Sorting in Python with Identical Comparison Keys


Back in November last year, I wrote about treating the ordering of vocabulary learning as a travelling salesman problem.

On the plane back to Perth, I dug up my implementation and started cleaning it up ready to make it available here.

But then I started noticing some odd behaviour sorting in Python 2.4 when more than one item share the same comparison key.

Here is my code:

def freq_order(self): """ return list of atoms in order of frequency they appear as prerequisites. """ atom_list = self.atoms[:]

def freq(x): return len(self.p2g[x])

atom_list.sort(key=freq, reverse=True)

self.p2g is just a dictionary mapping atoms to a set of the goals they are prerequisites for. self.atoms is just a list of atoms (same as self.p2g.keys())

Now, the odd thing is that different runs of my script result a different frequency ordering. If I run the script multiple times in a row, it will get the same result. However, if I open up a new terminal and run it, I'll get a different result. I can consistently alternative between two results also by alternating between python test.py and ./test.py

I decided to dig a little into how Python 2.4 handles multiple items with the same comparison key. It turns out that, relative to that subset, it maintains the original order of the list. This is actually a very useful characteristic but it also indicated the problem was likely in the ordering of the list even before sorting.

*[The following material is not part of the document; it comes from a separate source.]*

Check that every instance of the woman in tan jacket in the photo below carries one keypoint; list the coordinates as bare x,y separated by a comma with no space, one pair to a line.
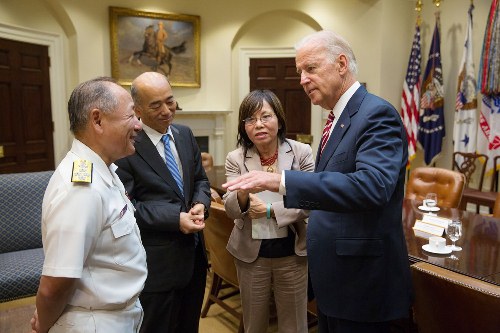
268,240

Here is how self.atoms comes into being:

for goal in self.goals: for prereq in goal.prereqs: p2g.setdefault(prereq, set()).add(goal)

self.atoms = p2g.keys()

where self.goals comes from:

self.goals = set()

for goal in prereqs_by_goal: self.goals.add(Goal(goal, prereqs_by_goal[goal]))

and prereqs_by_goal comes from:

for line in file(filename): goal, prereq = line.strip().split() prereqs_by_goal.setdefault(goal, set()).add(prereq)

It appears that all these sets result in a non-deterministic ordering atoms being fed into the sorter. It seems I'll have to alter my code to maintain a deterministic ordering.

The consistent python test.py versus ./test.py alternation is still odd, though.

UPDATE: I wonder if the problem is lack of a good hash on the Goal class. If it's using a memory location then that might explain the python test.py versus ./test.py alternation.

UPDATE 2: Yep, looks like it's fixed with a decent __hash__ implementation. Good to know I can still make rookie mistakes :-)

The original post was in the category: python but I'm still in the process of migrating categories over.